This example shows how to generate data from a known model, fit a state-space model to the data, and then filter the states.

Suppose that a latent process comprises an AR(2) and an MA(1) model. There are 50 periods, and the MA(1) process drops out of the model for the final 25 periods.

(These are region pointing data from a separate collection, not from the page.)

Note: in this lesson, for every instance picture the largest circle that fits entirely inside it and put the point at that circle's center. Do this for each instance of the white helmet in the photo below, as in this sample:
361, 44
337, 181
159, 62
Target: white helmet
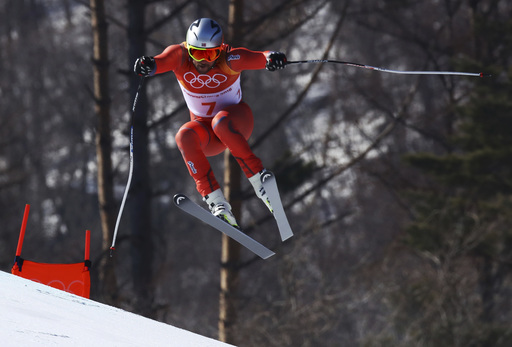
204, 33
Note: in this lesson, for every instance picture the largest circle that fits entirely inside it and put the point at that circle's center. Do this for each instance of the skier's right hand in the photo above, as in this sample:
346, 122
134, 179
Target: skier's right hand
144, 66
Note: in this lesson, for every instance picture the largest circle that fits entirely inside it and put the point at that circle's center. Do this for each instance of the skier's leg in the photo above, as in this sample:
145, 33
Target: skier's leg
192, 138
233, 126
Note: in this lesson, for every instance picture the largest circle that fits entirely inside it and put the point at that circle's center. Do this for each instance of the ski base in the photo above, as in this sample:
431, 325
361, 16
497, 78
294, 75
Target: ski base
190, 207
270, 184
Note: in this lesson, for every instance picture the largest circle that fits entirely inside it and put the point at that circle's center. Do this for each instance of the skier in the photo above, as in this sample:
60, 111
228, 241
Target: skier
208, 72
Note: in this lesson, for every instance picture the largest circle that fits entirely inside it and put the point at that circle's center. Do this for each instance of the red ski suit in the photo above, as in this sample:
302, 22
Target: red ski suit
219, 119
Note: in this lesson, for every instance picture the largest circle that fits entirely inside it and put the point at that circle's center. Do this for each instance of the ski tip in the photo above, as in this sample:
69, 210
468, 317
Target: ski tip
178, 198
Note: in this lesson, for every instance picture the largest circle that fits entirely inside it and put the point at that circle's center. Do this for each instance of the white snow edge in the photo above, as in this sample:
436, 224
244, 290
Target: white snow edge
32, 314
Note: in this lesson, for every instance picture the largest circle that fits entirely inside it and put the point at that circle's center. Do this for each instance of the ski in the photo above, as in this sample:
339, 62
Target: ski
269, 183
190, 207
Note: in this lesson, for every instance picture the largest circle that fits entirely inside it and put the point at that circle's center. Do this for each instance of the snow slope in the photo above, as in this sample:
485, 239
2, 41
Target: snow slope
32, 314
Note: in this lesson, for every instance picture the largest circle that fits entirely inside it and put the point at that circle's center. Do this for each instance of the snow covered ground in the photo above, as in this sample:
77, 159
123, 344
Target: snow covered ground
32, 314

The state equation for the first 25 periods is

$$\begin{array}{l}
{x_{1,t}} = 0.7{x_{1,t - 1}} - 0.2{x_{1,t - 2}} + {u_{1,t}}\\
{x_{2,t}} = {u_{2,t}} + 0.6{u_{2,t - 1}},
\end{array}$$

and for the last 25 periods, it is

$${x_{1,t}} = 0.7{x_{1,t - 1}} - 0.2{x_{1,t - 2}} + {u_{1,t}},$$

where $u_{1,t}$ and $u_{2,t}$ are Gaussian with mean 0 and standard deviation 1.

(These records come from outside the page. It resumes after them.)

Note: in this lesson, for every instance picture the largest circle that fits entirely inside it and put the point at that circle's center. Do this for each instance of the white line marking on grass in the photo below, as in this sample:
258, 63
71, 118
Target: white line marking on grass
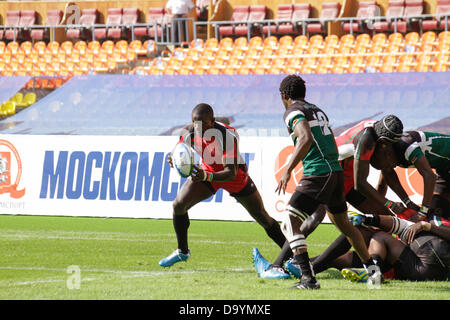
125, 274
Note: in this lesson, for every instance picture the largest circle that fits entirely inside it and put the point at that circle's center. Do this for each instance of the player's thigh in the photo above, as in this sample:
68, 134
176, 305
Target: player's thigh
190, 194
364, 204
255, 207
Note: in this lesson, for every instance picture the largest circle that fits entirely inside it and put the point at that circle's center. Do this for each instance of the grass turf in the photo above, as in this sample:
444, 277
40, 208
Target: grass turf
118, 259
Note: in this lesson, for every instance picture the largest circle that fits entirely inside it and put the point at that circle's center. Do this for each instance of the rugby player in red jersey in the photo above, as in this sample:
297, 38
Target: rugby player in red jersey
222, 167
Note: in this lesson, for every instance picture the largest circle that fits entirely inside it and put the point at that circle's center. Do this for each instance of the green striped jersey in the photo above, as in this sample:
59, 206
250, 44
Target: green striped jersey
434, 146
323, 155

Assuming that the series starts at 1.5 and 1, respectively, generate a random series of 50 observations from $x_{1,t}$ and $x_{2,t}$.

T = 50;
ARMdl = arima('AR',{0.7,-0.2},'Constant',0,'Variance',1);
MAMdl = arima('MA',0.6,'Constant',0,'Variance',1);
x0 = [1.5 1; 1.5 1];
rng(1);
x = [simulate(ARMdl,T,'Y0',x0(:,1)),...
    [simulate(MAMdl,T/2,'Y0',x0(:,2));nan(T/2,1)]];

The last 25 values for the simulated MA(1) data are NaN values.

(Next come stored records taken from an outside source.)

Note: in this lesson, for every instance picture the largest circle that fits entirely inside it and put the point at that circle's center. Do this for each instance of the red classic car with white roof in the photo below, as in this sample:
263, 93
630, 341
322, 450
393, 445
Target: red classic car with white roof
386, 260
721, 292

Suppose further that the latent processes are measured using

$${y_t} = 2\left( {{x_{1,t}} + {x_{2,t}}} \right) + {\varepsilon _t},$$

for the first 25 periods, and

$${y_t} = 2{x_{1,t}} + {\varepsilon _t}$$

for the last 25 periods, where $\varepsilon_t$ is Gaussian with mean 0 and standard deviation 1.

Use the random latent state process (x) and the observation equation to generate observations.

y = 2*sum(x','omitnan')'+randn(T,1);

Together, the latent process and observation equations compose a state-space model. Supposing that the coefficients are unknown parameters, the state-space model is

$$\begin{array}{l}
\left[ {\begin{array}{*{20}{c}}
{{x_{1,t}}}\\
{{x_{2,t}}}\\
{{x_{3,t}}}\\
{{x_{4,t}}}
\end{array}} \right] = \left[ {\begin{array}{*{20}{c}}
{{\phi _1}}&{{\phi _2}}&0&0\\
1&0&0&0\\
0&0&0&{{\theta _1}}\\
0&0&0&0
\end{array}} \right]\left[ {\begin{array}{*{20}{c}}
{{x_{1,t - 1}}}\\
{{x_{2,t - 1}}}\\
{{x_{3,t - 1}}}\\
{{x_{4,t - 1}}}
\end{array}} \right] + \left[ {\begin{array}{*{20}{c}}
1&0\\
0&0\\
0&1\\
0&1
\end{array}} \right]\left[ {\begin{array}{*{20}{c}}
{{u_{1,t}}}\\
{{u_{2,t}}}
\end{array}} \right]\\
{y_t} = a({x_{1,t}} + {x_{3,t}}) + {\varepsilon _t}
\end{array}$$

for the first 25 periods,

$$\begin{array}{l}
\left[ {\begin{array}{*{20}{c}}
{{x_{1,t}}}\\
{{x_{2,t}}}
\end{array}} \right] = \left[ {\begin{array}{*{20}{c}}
{{\phi _1}}&{{\phi _2}}&0&0\\
1&0&0&0
\end{array}} \right]\left[ {\begin{array}{*{20}{c}}
{{x_{1,t - 1}}}\\
{{x_{2,t - 1}}}\\
{{x_{3,t - 1}}}\\
{{x_{4,t - 1}}}
\end{array}} \right] + \left[ {\begin{array}{*{20}{c}}
1\\
0
\end{array}} \right]{u_{1,t}}\\
{y_t} = b{x_{1,t}} + {\varepsilon _t}
\end{array}$$

for period 26, and

$$\begin{array}{l}
\left[ {\begin{array}{*{20}{c}}
{{x_{1,t}}}\\
{{x_{2,t}}}
\end{array}} \right] = \left[ {\begin{array}{*{20}{c}}
{{\phi _1}}&{{\phi _2}}\\
1&0
\end{array}} \right]\left[ {\begin{array}{*{20}{c}}
{{x_{1,t - 1}}}\\
{{x_{2,t - 1}}}
\end{array}} \right] + \left[ {\begin{array}{*{20}{c}}
1\\
0
\end{array}} \right]{u_{1,t}}\\
{y_t} = b{x_{1,t}} + {\varepsilon _t}
\end{array}$$

for the last 24 periods.

Write a function that specifies how the parameters in params map to the state-space model matrices, the initial state values, and the type of state.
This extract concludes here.